Thread loop optimizations RAJA launch
This PR is a collaboration space for exploring optimization within RAJA launch and the loop abstraction
Hi @LLNL/raja-core, in collaboration with AMD staff we found a key optimization for nested loops within RAJA::launch. This would be nice to have for the upcoming release, the downside is that it introduces another set of policies similar to the existing RAJA::hip_thread_loop_{x,y,z} policies. One thought is to retire the old policies in favor of these new ones, but for performance tracking are the old ones worth keeping?
I wonder if we can't use the same policies but with an extra template argument to choose between the global and context versions of the variables.

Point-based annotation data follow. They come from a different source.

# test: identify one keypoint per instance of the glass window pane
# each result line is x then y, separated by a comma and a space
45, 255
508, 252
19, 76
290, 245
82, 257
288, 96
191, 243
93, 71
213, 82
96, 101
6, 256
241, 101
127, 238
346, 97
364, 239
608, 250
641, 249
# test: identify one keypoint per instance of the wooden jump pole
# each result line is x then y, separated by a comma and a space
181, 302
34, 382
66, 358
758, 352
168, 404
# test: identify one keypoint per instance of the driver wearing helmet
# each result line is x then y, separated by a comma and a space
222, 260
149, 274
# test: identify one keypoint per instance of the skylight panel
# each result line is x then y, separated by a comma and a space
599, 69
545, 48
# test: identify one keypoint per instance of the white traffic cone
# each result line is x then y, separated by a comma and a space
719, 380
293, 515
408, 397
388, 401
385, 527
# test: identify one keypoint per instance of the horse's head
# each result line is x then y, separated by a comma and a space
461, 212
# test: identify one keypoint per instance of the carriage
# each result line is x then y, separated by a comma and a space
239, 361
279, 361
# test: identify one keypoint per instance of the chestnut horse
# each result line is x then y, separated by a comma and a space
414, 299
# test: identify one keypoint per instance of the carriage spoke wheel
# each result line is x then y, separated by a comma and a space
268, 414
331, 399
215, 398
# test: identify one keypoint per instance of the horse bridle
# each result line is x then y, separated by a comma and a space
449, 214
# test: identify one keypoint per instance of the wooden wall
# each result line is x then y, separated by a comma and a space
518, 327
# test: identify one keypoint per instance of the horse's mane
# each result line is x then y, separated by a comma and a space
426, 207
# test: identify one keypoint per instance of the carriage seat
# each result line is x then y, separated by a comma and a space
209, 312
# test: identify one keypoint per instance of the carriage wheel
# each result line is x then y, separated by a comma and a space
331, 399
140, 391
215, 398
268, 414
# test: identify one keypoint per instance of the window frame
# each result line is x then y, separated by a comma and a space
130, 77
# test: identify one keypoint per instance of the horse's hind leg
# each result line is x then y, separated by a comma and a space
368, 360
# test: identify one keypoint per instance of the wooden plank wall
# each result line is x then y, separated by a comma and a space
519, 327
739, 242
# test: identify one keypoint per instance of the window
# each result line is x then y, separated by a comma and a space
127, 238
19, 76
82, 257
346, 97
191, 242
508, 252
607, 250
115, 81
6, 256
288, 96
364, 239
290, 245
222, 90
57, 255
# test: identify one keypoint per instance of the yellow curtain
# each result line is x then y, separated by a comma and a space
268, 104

I don't think it's a problem to keep the old policies and have a lot of alternatives for folks to try. We do need to work on documenting policies better and have a comprehensive cookbook of examples that clearly show the differences between policies choices, including usage, performance, and how to choose.
Do we want to make populating the context variables optional in case we find any overhead there?
Any thoughts on blockIdx and gridDim?
Do we want to make populating the context variables optional in case we find any overhead there?
oh for register heavy kernels? that makes sense
Any thoughts on blockIdx and gridDim?
I see pro and cons, pro - for completeness could be handy, con - takes up more registers. Maybe we can do partial specializations of the launch context or something like that. This may be less common use cases though.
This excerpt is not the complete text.